BiocManager::install("pathview")}

Install ggtree

And finally, we have to install the developmental version of ggtree from GitHub. This is very important to ensure colored ranges are applied correctly (the Bioconductor version does not apply colors to trees correctly)

library(devtools)
install_github("YuLab-SMU/ggtree")

Loading Packages

Next, we should check if all packages can be loaded properly. If a package does not load because of a missing package, please install the package (as shown above) and try again.

# Suite of packages for data manipulation and visualization
library(tidyverse)
# Working with trees
library(ape)
library(phytools)
# Plotting Grammar of Graphics
library(ggplot2)
# Tree visualization
library(ggtree)
# String manipulation
library(stringr)
# Data structure manipulation
library(reshape2)
# Multi-panel figure layouts
library(cowplot)
library(grid)
# Color maniputation
library(RColorBrewer)
# Pathway analysis with KEGG Orthologs
library(pathview)
#plot circular graphs and contig maps
library(circlize)

Downloading Workshop Material

The material for this workshop is hosted on GitHub.

Follow the above link and click the green "Clone or download"" button to download all files as a .zip archive. Unzip the archive to access files.

Loading custom functions

I have written some helpful functions to replace some time-consuming workflows. Please load them from the source R script like this:

#Custom functions for metagenomics and metatranscriptomics
source("scripts/metagenome.utilities.R")

Please ensure all packages are installed and up to date, and that you have all data downloaded prior to the start of the workshop. If you require any assistance, please contact David Levy-Booth (dlevyboo@mail.ubc.ca).

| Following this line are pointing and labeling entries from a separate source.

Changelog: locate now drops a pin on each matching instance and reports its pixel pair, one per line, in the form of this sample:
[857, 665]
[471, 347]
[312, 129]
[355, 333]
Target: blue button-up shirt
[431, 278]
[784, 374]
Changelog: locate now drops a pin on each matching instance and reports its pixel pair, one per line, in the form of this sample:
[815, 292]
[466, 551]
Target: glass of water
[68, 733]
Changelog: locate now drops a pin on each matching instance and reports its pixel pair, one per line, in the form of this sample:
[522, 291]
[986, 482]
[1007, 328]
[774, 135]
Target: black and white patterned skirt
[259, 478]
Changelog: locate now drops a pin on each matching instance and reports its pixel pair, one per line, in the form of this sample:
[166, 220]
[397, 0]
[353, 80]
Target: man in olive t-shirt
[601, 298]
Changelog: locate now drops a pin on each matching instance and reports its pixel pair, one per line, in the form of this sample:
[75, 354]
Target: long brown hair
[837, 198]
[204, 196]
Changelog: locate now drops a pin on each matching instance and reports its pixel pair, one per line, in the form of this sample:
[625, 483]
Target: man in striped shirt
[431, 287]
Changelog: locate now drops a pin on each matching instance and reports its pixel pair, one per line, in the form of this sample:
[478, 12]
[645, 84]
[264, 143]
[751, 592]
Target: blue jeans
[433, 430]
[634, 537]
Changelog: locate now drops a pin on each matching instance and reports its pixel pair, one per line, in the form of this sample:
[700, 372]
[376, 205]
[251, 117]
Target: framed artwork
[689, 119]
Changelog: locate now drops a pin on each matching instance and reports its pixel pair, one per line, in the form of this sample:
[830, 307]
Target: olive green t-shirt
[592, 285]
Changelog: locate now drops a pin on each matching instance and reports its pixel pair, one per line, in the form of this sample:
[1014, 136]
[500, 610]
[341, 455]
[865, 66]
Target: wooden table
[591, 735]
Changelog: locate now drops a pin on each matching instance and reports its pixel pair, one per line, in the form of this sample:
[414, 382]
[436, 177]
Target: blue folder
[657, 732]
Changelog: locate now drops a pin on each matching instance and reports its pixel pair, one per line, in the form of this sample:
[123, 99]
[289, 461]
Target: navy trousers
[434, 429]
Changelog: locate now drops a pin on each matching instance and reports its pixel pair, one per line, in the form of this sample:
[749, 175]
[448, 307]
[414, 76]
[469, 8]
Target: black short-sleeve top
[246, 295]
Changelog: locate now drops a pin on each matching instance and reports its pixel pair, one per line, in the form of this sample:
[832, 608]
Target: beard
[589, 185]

We will also spend a few minutes prior to the workshop ensuring that all attendees have completed setup and installation.

Sanity Check

Because ggtree is the main package that we will work with throughout the workshop, please ensure that you can reproduce a simple example plot using this package.

Please enter the following code in RStudio and ensure your output matches the plot provided:

library(ape) #in case you did not load the package earlier. 
library(ggtree)

set.seed(2020)
example.tree <- rtree(4)
ggtree(example.tree) + geom_balance(node=6)

ggtree test tree

If your plot does not look like this, you may have to re-install the ggtree package from GitHub and any dependent packages. If it does, congratulations, we are ready to begin!